全国120店舗を超える規模に成長し、中国進出も控える雑貨店の「ロフト」。創業当時からかかわり、トレンド先取り型の売り場づくりを構築してきた同社社長の安藤公基氏は、「雑貨道のマエストロ」と呼ぶべき存在だ。ロフトの最大の強みである「キュレーションビジネス」の強さの秘訣と、その次に見据える展開について聞いた。
※日経トレンディ2020年3月号の記事を再構成
東京・渋谷に1号店を開業してから30年余り、雑貨店の大御所「ロフト」は、5月末時点で全国127店(直営は108店)を展開し、年商1000億円を超えるまでに成長した。昨年は東京・銀座に旗艦店をグランドオープン。さらに今年は中国への直営店出店を控えるなど、攻勢の手を緩める気配は無い。
ロフトのブランド力のさらなる向上に意欲を燃やしているのが、社長の安藤公基だ。1987年にロフトが西武百貨店の一部門として創業したときから関わっている生え抜きで、2016年に現職に就任。いわばロフトの歩みを見つめてきた、レジェンドである。
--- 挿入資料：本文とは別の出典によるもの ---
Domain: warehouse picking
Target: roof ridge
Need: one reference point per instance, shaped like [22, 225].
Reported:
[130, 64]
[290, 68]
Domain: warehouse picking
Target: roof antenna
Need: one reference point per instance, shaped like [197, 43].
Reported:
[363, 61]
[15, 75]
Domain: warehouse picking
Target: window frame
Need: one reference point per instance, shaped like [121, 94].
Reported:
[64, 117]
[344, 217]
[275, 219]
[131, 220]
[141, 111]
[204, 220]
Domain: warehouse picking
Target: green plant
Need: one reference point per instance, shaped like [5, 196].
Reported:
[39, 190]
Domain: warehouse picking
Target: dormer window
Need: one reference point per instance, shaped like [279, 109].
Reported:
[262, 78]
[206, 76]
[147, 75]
「ロフトは当初から『時の器』をコンセプトに掲げ、時代の変化をしなやかに映し出す雑貨店を目指してきました」と安藤は言う。日本で雑貨文化が開花したのは、70年代。大型店としてはDIYを起点とした「東急ハンズ」が78年、渋谷に開業していた。ロフトが独自の道を切り開くために取った手段は、「感性に訴え掛ける楽しさを極めること」。都市型ホームセンターとして「機能性」を売りにしたハンズとの違いを明確にするためだ。「ハンズが目的買いなら、我々は見て回るだけで楽しい空間づくりを心掛けよう」と立ち上げメンバーは決意した。